I've spent a godawful portion of the last 24 hours trying (a) to configure my S300 ScanSnap for Evernote; and (b) trying to pay The Economist to freshen up my digital subscription.
Economist remains unsolved (update, 24 hrs later--finally solved). I'll spare you the gory details, but I think there is a general takeaway point, namely: contracting-out. Economist outsources the management of it audio downloads to one contractor, its billing to another, i.e., neither stays in house. Suffice it to say that neither is fully integrated, friction free, so (for example) it always takes me longer than it should to get my weekly audio edition all the way from the cloud to my Ipod. And billing: when I ran into a problem with the E's billing site, the best they could do for me was "well, here is their customer service link." Well, yes, but if that would have solved the problem I could have found that on my own.

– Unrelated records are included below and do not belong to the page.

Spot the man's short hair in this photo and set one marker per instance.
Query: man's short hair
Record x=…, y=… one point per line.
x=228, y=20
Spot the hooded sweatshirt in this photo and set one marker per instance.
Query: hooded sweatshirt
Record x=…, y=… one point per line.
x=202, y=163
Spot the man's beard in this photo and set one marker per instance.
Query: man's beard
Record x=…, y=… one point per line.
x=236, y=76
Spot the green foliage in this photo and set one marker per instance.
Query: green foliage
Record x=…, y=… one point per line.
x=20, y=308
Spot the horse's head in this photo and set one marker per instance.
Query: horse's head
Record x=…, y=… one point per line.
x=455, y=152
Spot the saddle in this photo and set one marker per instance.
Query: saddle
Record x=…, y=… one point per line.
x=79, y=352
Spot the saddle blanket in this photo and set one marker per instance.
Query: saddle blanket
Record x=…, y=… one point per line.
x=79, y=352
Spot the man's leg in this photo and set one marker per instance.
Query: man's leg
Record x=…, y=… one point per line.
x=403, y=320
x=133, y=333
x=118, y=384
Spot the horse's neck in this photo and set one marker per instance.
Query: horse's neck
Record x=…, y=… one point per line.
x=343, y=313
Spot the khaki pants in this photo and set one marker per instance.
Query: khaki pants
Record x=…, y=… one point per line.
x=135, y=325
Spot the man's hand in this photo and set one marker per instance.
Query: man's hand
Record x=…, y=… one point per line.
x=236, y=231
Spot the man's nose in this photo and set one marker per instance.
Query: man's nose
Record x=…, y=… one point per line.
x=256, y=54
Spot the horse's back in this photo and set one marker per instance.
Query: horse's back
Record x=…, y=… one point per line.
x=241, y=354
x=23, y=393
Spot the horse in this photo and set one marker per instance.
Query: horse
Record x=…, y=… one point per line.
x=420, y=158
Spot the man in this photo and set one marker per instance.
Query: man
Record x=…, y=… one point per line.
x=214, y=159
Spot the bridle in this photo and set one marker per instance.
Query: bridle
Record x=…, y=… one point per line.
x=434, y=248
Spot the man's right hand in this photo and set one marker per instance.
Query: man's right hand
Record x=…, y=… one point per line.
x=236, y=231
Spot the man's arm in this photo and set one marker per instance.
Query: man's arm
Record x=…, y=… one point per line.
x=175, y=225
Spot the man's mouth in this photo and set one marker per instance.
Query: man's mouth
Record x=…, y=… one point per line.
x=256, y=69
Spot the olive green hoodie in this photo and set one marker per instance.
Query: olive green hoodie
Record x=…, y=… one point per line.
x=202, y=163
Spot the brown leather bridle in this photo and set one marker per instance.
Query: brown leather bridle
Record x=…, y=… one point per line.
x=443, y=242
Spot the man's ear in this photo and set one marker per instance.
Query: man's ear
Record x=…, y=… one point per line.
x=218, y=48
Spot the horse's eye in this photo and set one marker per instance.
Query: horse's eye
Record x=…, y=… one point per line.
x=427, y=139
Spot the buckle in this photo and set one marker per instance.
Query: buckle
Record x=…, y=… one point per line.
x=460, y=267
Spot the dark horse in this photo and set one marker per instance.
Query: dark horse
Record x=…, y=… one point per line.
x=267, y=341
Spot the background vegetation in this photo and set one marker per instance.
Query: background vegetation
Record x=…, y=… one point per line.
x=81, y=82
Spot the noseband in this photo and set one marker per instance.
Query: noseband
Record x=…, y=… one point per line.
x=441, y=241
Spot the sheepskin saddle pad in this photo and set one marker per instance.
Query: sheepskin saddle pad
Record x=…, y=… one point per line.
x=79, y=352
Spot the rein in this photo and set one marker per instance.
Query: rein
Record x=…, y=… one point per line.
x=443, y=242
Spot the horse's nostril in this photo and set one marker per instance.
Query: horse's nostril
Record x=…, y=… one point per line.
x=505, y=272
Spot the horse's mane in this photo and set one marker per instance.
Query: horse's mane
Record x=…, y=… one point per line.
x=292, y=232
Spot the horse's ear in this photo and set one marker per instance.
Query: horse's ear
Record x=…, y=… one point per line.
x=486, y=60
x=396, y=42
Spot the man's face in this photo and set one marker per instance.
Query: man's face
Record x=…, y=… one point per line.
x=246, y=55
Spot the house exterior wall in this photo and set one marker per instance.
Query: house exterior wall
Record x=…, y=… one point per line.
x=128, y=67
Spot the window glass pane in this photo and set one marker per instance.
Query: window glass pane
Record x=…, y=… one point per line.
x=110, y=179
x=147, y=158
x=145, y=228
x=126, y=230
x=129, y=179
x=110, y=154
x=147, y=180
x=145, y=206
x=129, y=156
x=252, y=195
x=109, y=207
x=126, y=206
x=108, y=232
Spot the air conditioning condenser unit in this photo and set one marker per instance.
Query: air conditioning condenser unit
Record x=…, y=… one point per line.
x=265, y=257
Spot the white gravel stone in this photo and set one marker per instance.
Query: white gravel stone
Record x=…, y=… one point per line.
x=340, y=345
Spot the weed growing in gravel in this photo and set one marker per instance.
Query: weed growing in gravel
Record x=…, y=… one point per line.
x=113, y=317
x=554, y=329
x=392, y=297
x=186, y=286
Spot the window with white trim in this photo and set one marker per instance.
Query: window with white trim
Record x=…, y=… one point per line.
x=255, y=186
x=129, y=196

Reminds me of some problems Mrs. B has been having with our flight plans as she bounces back and forth between United and Lufthansa. Reminds me of some 403b issues I've had as I bounce back and forth between the pension obligor and Fidelity, the fund manager. Reminds me a bit of the gobbledygook we were getting from the bosses at BP a month ago when they were saying, well yes we are responsible, but we're really not responsible because we contracted out. "Contracting out" thus emerges as the best "not my problem" in the new golden age.